Mr. Paulson goes to Washington

The Treasury secretary's paradox: Barney Frank and Pelosi were easier to deal with than the White House

Published September 3, 2009 10:25AM (EDT)

"Extreme Risk Aversity" would be a great name for a punk band. It sounds like it might translate as an "excess of caution," but what it really means, according to former Treasury Secretary Hank Paulson, is fear.

"It was in August, O.K., where there was real stress, where credit spreads blew out, and there was fear," he told me, referring to the late summer of 2007, when the mortgage crisis began. "I always talk publicly about 'extreme risk aversity,' or something. Treasury secretaries don't use 'fear.' But there was this -- you know -- there was fear, O.K.?"

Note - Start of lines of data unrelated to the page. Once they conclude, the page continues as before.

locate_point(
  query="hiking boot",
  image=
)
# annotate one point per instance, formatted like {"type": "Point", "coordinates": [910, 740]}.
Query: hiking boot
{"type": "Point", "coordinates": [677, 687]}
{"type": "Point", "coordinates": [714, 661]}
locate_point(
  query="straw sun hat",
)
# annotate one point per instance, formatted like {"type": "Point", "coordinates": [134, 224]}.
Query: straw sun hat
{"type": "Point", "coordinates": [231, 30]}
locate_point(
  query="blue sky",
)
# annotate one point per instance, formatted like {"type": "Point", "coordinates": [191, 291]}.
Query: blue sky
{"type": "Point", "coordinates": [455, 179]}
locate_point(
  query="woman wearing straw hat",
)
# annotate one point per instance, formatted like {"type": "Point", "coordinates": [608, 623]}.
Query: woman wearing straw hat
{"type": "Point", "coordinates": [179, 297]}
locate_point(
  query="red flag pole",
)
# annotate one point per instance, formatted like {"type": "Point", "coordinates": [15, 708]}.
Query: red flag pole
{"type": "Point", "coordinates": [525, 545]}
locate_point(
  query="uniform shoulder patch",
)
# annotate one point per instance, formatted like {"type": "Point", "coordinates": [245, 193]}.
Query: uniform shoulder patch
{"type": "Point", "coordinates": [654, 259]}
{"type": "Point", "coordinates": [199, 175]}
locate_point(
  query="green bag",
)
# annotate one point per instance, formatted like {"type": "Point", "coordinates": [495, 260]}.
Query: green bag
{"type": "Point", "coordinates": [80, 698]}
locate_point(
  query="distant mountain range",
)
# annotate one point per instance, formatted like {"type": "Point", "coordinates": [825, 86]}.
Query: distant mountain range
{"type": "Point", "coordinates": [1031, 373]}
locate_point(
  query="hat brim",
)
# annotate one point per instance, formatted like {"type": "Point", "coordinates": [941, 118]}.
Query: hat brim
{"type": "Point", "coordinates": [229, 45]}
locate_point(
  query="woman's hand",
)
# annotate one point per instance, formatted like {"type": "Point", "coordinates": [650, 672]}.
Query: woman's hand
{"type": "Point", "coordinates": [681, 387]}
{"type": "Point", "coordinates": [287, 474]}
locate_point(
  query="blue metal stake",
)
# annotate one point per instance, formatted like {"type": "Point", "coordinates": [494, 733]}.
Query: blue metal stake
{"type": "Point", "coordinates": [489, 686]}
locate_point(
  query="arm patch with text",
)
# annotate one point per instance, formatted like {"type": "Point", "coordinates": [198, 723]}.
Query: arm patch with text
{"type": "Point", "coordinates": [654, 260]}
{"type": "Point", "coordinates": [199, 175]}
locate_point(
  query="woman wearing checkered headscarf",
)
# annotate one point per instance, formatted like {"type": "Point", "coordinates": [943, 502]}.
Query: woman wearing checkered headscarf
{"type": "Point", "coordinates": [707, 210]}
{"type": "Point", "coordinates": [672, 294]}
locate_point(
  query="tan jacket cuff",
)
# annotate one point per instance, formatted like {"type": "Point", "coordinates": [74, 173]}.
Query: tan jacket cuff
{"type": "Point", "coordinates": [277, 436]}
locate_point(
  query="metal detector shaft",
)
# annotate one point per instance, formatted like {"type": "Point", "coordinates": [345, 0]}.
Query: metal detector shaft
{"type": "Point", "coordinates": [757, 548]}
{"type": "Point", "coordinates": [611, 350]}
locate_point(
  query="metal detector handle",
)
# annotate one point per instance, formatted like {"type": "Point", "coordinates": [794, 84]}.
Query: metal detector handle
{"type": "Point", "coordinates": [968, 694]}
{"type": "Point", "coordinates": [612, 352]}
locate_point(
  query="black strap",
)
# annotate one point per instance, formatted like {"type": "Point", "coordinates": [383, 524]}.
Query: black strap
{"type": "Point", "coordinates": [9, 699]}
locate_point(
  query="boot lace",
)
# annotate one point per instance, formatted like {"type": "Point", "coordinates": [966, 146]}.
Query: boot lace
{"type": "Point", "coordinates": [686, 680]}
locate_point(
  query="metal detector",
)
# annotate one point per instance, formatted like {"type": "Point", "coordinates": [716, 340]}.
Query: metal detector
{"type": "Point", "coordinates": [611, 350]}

The excerpt comes from Todd Purdum's epic 8,000-word consolidation of a series of interviews conducted by the Vanity Fair writer with Paulson from shortly after the former Goldman-Sachs CEO arrived in Washington right through the entire financial crisis. Everyone else in the econoblogosphere has already put in their two bits and I don't have too much to add: There's not a whole lot of breaking news, Paulson does come off as naive about how Washington works, expresses a surprising amount of respect for Barney Frank and Nancy Pelosi, and tells us exactly what we already knew about the rest of the White House: It was packed with inflexible ideologues who had no interest in compromise.

It's not hard to imagine that we could all be a lot worse off if one of those inflexible ideologues had been ensconced in the Treasury instead of Paulson. It's the great irony of Paulson's existence. He's a man attacked ruthlessly by the left for bailing out Wall Street instead of Main Street and for supposedly orchestrating his former company's survival while letting a rival, Lehman Brothers, crash and burn. At the same time he is excoriated by the right as the most interventionist Treasury secretary in generations.

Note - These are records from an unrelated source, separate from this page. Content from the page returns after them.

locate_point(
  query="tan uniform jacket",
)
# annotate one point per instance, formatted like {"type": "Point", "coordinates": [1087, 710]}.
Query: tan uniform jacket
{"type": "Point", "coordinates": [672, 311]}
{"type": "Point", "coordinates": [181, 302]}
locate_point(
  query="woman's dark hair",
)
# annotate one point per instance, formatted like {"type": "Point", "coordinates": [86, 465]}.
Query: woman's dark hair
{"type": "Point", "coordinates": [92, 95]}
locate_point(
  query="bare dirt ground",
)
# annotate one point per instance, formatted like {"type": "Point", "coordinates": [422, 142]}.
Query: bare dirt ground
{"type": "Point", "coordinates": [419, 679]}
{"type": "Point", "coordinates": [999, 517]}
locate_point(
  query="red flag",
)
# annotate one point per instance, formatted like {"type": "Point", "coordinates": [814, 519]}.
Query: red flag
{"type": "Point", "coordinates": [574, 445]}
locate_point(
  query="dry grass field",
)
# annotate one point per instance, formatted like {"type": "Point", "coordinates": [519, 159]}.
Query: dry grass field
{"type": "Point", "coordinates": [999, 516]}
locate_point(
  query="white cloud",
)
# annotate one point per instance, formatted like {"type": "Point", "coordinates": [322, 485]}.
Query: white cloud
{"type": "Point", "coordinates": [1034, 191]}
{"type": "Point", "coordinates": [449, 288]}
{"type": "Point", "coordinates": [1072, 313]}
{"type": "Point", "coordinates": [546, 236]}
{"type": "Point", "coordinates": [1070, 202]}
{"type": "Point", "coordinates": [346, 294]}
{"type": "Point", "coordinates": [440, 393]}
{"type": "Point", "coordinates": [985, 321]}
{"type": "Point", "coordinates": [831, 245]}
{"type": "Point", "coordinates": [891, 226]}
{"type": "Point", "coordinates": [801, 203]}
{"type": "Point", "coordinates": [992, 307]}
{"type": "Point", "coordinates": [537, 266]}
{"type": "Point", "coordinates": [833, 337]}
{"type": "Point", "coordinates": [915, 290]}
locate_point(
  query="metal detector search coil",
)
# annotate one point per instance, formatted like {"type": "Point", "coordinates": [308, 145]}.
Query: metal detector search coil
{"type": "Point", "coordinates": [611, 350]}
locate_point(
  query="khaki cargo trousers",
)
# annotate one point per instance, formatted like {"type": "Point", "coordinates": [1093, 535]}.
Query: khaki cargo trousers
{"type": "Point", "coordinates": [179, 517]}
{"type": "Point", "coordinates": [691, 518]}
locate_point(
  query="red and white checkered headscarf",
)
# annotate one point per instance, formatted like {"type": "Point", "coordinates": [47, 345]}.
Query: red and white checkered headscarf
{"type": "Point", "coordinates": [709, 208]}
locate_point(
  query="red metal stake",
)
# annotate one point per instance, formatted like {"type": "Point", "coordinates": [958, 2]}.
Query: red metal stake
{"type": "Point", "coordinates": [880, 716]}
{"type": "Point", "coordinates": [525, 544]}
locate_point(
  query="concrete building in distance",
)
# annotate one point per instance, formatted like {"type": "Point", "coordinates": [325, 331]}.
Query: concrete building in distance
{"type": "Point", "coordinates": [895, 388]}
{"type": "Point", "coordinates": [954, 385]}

It sure would have been nice if Purdum had asked Paulson about the SEC's decision in 2004 to allow investment banks to increase their permitted leverage from 10-1 to 30-1, a decision that, as CEO of Goldman, Paulson personally lobbied for, and which undoubtedly helped contribute to the excessive risk taking that crashed Wall Street. And as has been universally noted, Paulson's contention that he did not have the "authority" to bail out Lehman, just one day before the government bailed out AIG, doesn't pass the smell test. But you do get the sense from Purdum's story that Paulson understood how perilous the economic situation was, and did everything he could think of to grapple with it.

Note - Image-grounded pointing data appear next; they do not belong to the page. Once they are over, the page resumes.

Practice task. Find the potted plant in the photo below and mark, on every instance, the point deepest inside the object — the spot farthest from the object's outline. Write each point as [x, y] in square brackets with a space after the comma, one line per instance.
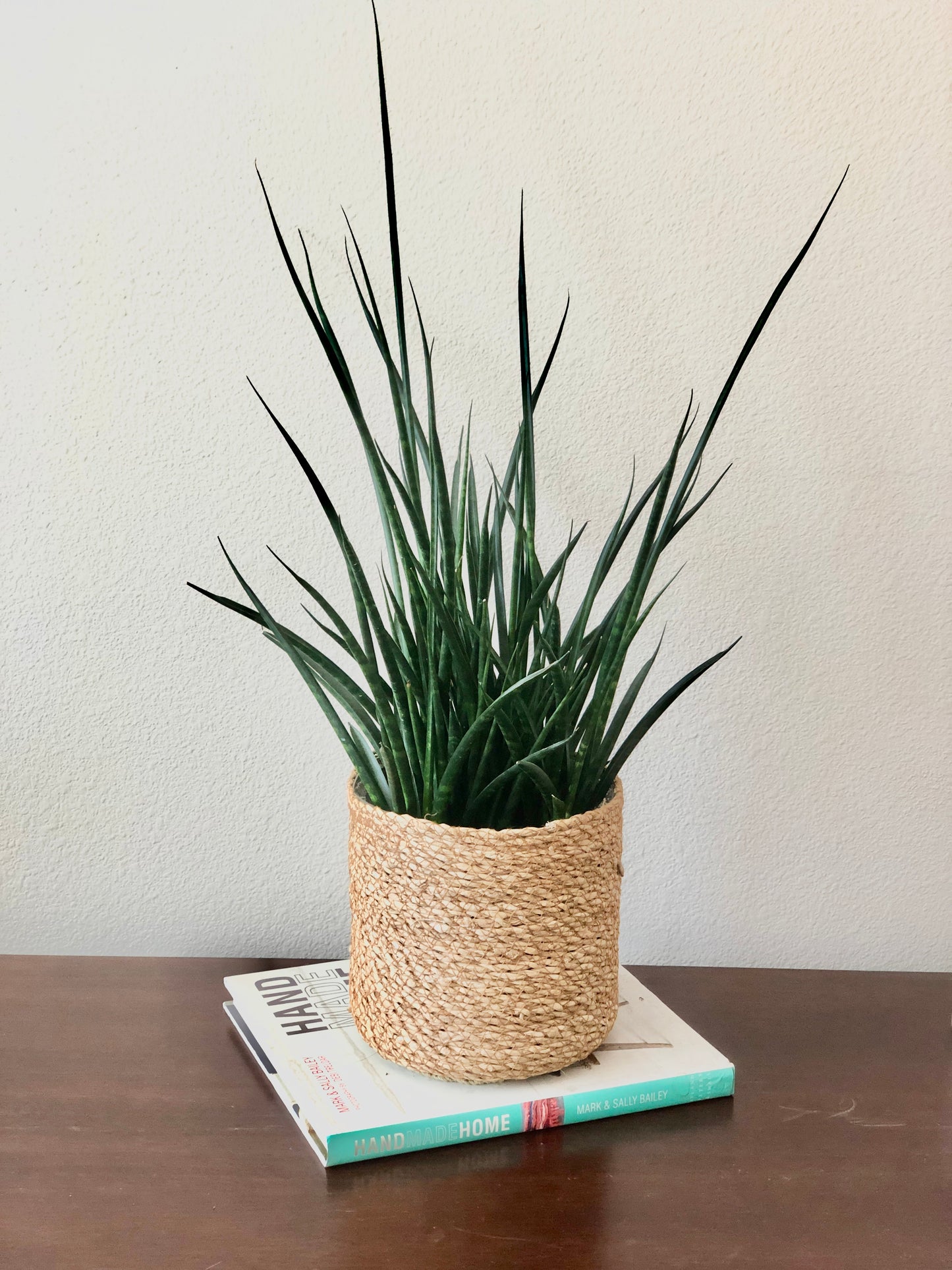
[486, 730]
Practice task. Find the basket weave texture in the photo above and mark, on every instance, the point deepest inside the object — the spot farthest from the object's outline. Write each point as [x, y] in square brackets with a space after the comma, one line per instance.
[484, 954]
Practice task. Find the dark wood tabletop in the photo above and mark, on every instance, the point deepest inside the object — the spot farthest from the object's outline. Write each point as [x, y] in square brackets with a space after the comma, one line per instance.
[135, 1132]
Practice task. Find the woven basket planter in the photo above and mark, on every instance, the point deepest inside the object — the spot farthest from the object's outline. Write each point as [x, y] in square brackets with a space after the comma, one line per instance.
[483, 954]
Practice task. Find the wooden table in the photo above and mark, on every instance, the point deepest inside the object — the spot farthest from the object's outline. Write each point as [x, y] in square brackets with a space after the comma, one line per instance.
[136, 1133]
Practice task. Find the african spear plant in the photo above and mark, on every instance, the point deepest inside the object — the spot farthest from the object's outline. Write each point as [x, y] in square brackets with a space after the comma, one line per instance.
[471, 700]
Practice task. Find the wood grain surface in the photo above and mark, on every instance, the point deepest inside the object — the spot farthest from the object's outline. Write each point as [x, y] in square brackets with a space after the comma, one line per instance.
[136, 1133]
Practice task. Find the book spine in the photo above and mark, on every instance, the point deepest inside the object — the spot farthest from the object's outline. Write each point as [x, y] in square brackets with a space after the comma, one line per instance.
[345, 1148]
[646, 1095]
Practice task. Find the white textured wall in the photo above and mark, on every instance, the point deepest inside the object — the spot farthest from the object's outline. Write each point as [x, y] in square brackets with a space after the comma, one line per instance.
[168, 784]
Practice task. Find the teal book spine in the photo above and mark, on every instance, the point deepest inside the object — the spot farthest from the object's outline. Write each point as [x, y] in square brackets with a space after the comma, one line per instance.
[346, 1148]
[443, 1130]
[648, 1095]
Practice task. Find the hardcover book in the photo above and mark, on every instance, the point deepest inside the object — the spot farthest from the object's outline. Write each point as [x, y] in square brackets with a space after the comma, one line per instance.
[353, 1105]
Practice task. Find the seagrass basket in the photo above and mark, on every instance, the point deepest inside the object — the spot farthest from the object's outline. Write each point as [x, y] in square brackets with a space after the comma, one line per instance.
[484, 954]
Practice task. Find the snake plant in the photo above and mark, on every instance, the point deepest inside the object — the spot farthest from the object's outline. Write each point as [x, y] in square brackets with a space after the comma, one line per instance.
[459, 689]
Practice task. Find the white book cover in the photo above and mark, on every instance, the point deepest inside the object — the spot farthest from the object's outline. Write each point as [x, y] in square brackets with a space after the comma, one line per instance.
[354, 1105]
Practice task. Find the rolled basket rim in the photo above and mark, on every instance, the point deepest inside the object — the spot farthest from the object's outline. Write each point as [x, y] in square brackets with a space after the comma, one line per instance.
[356, 792]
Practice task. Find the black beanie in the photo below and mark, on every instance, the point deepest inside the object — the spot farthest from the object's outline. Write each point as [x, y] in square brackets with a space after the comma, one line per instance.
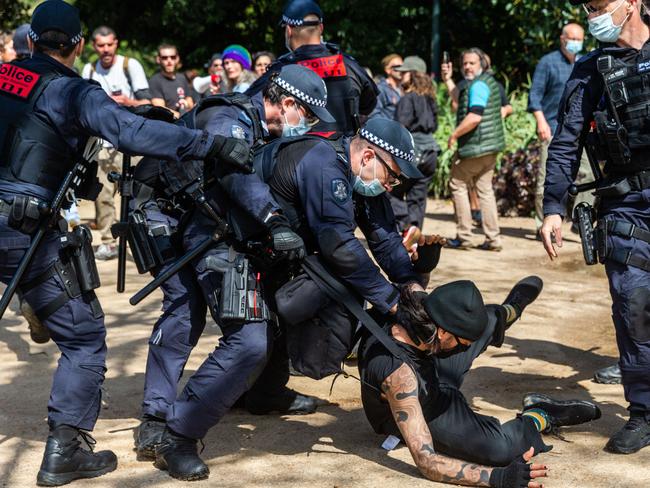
[458, 308]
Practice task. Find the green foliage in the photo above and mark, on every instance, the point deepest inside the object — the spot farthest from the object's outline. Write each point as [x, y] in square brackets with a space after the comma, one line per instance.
[520, 128]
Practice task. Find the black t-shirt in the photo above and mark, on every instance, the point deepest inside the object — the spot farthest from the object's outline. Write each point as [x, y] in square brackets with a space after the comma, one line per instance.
[172, 91]
[376, 364]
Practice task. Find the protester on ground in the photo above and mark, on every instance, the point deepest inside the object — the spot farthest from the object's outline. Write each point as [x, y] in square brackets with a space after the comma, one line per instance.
[390, 88]
[168, 87]
[418, 112]
[123, 79]
[261, 62]
[237, 66]
[415, 397]
[480, 136]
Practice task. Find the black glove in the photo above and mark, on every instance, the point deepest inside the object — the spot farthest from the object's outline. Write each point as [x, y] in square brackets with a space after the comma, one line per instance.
[514, 475]
[232, 151]
[286, 243]
[428, 258]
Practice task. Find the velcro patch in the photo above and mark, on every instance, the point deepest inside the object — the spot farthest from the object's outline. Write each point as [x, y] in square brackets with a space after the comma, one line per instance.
[17, 81]
[327, 66]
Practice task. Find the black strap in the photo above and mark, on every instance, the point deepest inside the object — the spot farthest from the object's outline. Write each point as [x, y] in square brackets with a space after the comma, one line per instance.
[338, 292]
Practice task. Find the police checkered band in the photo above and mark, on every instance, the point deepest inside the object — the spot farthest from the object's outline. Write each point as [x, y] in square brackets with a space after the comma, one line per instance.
[299, 94]
[73, 41]
[406, 156]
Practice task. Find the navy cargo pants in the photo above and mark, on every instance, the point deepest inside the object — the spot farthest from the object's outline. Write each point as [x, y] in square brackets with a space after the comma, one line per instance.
[77, 330]
[630, 290]
[228, 372]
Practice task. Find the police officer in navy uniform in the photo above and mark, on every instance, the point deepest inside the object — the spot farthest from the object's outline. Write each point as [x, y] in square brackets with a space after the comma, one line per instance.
[47, 116]
[604, 108]
[351, 93]
[328, 193]
[273, 111]
[294, 99]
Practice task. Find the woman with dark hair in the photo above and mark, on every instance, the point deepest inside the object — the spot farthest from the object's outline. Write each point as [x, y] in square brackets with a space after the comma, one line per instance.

History's verdict is unknown, but judging by the fact that we are still arguing about Hoover and Roosevelt's role in causing or ending the Great Depression, we probably won't get any closure on Paulson's tenure for another century, if then. Best we can say for now, is that for the time being, we've avoided another Great Depression. Would we have been so lucky if one of Bush's true believers had been running the show?